Había un coche azul y blanco aparcado en la entrada de vehículos y la familia al completo hablaba con un uniformado cuando nos detuvimos frente a la vivienda.

– Alguien robó el coche de Leo -dijo la señora Morelli-. ¿Puedes creerlo? ¿Adonde vamos a parar? Esto no ocurría antes en el barrio. Y ahora, ¡mira!

Eso no sucedía nunca en el barrio porque para la Mafia éste era una especie de colonia para jubilados. Años antes, cuando los disturbios de Trenton, a nadie se le ocurrió enviar un coche patrulla para proteger el barrio. Cada viejo combatiente y cada capo se hallaban en el desván buscando su metralleta.

– ¿Cuándo te diste cuenta de que había desaparecido? -preguntó Morelli.

– Esta mañana -contestó Leo-. Cuando salí para ir al trabajo. No estaba aquí.

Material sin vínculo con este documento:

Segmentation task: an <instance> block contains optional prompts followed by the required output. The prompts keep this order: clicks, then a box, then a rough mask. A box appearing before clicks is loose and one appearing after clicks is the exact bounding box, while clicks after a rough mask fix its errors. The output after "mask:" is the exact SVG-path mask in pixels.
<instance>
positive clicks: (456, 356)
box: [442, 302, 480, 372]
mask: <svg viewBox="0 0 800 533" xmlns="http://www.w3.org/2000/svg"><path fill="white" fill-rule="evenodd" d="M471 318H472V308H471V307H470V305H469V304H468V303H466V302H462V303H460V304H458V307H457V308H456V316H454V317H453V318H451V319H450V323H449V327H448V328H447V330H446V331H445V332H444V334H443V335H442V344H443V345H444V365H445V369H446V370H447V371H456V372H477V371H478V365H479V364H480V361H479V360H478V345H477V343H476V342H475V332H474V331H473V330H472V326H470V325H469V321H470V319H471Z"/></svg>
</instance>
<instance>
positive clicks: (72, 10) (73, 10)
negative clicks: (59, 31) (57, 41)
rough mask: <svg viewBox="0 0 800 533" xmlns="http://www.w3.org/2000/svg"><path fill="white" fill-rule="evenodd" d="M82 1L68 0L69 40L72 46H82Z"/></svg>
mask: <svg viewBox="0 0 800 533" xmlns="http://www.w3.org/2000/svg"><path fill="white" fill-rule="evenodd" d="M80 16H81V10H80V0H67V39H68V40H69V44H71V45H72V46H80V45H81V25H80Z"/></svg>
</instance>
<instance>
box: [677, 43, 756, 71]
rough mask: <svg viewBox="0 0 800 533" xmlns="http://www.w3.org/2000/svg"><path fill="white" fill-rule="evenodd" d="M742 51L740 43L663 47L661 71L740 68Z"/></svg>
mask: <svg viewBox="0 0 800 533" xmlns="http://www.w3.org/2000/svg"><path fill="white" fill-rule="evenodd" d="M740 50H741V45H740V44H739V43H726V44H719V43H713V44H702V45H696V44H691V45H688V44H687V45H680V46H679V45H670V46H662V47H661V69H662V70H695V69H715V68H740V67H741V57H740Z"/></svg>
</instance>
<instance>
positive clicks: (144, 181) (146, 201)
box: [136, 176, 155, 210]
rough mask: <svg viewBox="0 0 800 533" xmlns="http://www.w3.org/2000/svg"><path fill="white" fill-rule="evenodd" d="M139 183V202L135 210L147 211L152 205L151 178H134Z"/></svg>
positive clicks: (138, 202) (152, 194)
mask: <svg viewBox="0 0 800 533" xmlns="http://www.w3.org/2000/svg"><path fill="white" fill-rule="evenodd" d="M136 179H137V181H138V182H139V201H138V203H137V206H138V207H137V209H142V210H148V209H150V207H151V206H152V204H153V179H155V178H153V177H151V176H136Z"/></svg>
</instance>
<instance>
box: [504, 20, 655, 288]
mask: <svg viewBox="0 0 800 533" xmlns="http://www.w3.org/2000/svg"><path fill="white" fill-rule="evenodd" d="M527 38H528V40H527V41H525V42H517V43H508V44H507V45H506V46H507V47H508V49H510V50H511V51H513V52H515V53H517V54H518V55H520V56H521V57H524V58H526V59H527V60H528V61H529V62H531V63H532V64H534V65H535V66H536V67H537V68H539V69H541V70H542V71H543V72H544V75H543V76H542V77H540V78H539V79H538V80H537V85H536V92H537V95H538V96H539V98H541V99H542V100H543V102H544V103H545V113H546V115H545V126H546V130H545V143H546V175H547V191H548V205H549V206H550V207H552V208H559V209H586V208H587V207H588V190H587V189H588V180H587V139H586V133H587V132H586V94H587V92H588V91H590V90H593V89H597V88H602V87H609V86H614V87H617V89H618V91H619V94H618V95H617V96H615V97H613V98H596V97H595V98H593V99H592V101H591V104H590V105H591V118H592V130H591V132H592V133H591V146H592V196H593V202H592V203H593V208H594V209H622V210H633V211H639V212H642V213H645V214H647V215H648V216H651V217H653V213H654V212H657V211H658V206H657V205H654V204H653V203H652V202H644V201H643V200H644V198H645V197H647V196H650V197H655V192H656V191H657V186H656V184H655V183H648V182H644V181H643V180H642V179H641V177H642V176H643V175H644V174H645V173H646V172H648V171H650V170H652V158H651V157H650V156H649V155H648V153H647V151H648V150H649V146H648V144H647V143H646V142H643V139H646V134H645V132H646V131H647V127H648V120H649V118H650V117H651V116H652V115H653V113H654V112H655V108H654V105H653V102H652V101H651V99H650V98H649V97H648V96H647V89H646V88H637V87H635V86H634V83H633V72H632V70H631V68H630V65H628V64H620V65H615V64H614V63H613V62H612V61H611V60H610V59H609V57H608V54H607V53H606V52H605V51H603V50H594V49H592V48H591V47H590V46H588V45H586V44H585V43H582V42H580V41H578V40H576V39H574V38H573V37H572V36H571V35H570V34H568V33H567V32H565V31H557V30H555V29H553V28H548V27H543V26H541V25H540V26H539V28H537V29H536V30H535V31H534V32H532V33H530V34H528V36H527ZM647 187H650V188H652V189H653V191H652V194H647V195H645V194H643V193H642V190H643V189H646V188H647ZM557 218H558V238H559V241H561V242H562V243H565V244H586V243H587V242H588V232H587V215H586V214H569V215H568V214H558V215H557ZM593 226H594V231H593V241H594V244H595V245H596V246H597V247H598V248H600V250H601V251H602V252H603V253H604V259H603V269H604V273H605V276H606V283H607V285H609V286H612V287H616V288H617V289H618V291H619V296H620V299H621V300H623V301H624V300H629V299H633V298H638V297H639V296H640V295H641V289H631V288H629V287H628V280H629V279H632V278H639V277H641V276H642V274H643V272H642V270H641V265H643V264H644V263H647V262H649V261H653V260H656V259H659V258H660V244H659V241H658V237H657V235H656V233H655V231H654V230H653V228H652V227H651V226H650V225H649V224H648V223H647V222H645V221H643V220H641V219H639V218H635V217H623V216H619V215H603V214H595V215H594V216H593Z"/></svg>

– ¿Cuándo lo viste por última vez?

– Ayer a las seis de la tarde, cuando llegué del trabajo.

– ¿Cuándo fue la última vez que viste a Kenny?

Todos los miembros de la familia parpadearon.

– ¿Kenny? ¿Qué tiene que ver Kenny en esto? -inquirió la madre de Leo.

Morelli había vuelto a meterse las manos en los bolsillos.

– Es posible que Kenny necesitara un coche.

Nadie dijo nada.

– Así que, ¿cuándo fue la última vez que alguno de vosotros habló con Kenny? -repitió Morelli.

– Jesús! -exclamó el padre de Leo-. Dime que no le prestaste tu coche a ese estúpido cabrón.

– Me prometió que me lo devolvería enseguida. ¿Cómo iba a saberlo?